According to a new report from FoodMarket, the situation is now completely reversed. Supermarkets across the U.S. are supposedly stocking up on staples to keep prices down and protect their profit margins in anticipation of what analysts believe might be the highest prices in years.
Some supermarkets are girding up simply to keep their shelves stocked because of increased consumer demand. Grocery sales in the U.S. for the week ending June 19 rose by about 15% from 2019 and jumped 0.5% from 2020, according to research by Jefferies and NielsenIQ. Associated Wholesale Grocers — the country’s largest grocery wholesaler — recently purchased 15% to 20% more inventory, a lot of it packaged foods that have a longer shelf life.
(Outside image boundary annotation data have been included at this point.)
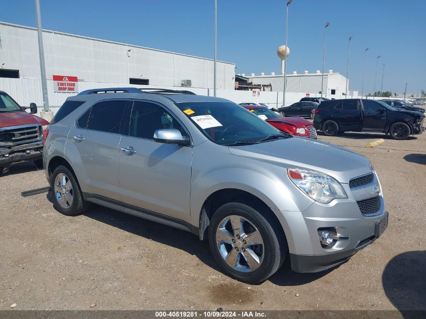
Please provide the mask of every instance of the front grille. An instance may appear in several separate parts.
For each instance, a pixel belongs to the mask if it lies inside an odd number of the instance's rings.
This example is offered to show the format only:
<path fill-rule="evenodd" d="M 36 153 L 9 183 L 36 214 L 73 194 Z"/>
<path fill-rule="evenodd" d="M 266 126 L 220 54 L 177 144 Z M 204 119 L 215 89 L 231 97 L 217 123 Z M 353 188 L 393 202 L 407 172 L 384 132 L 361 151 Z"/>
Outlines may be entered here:
<path fill-rule="evenodd" d="M 308 129 L 308 132 L 309 133 L 309 137 L 311 139 L 317 138 L 317 130 L 315 127 L 309 127 Z"/>
<path fill-rule="evenodd" d="M 353 188 L 354 187 L 358 187 L 359 186 L 362 186 L 363 185 L 367 185 L 373 182 L 374 179 L 374 176 L 373 173 L 369 174 L 368 175 L 364 175 L 361 176 L 360 177 L 357 177 L 351 179 L 349 181 L 349 186 Z"/>
<path fill-rule="evenodd" d="M 40 125 L 7 127 L 0 131 L 0 140 L 12 146 L 24 144 L 39 140 L 42 136 L 41 131 Z"/>
<path fill-rule="evenodd" d="M 376 196 L 368 200 L 358 201 L 356 204 L 362 214 L 374 214 L 380 209 L 380 197 Z"/>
“We’re buying a lot of everything. Our inventories are up significantly over the same period last year,” said David Smith, the organization’s chief executive officer.
Prices for pork and fruit to rise
When ConsumerAffairs took a look at the latest Consumer Price Index from the U.S. Department of Agriculture (USDA), the two food categories that are forecast to have the biggest price increases are pork and fresh fruits. Dairy products appear to be on the safe side — at least for the rest of the year.
“When producers look at their milk checks, they should be expecting normalcy at least toward the end of this year, which is welcome,” Catherine de Ronde, Agri-Mark’s vice president for economics and legislative affairs, said during a recent webinar.
Stocking up on items while there’s enough product to go around is a good thing short-term, but grocers can only go so far to protect consumers from increased prices.
The report pointed out that General Mills Inc., Campbell Soup Co., and the J.M. Smucker Co. are among the food makers that are increasing prices to offset higher costs of production. Other reports say that Nestle SA, the Swiss maker of KitKat bars, and Unilever, the owner of Dove soap, have raised prices as well.
Consumers should buckle up for the long haul
The trickle-down pressure that manufacturers, growers, meat processors, and grocers are feeling isn’t expected to go away anytime soon. Worker shortages are having an impact on labor and transportation, and companies are finding themselves rolling that ball back uphill while trying to compete on wages to attract and keep employees.
The weather drought in the U.S. Southwest is also causing price havoc because of a perilous reduction in the volume of water coming from snowpack runoff. When water supplies are scarce, farmers and ranchers have little choice but to pay increased premiums to buy supplemental water so they can keep their crops alive.
Then, there’s the price of feed grains. Over the course of the last year, they’ve reached the highest price levels since 2013. When you add all of this up, consumers need to be aware that high prices may last for a while.
“When you have a uniquely inflationary period like now, it’s a feeding frenzy,” said Tony Sarsam, chief executive officer of SpartanNash Co., a Michigan-based retailer and distributor. He also stated that his company is squirreling away somewhere between 20% to 25% more groceries because more than 100 suppliers notified him that they would raise prices reports Consumer Affairs.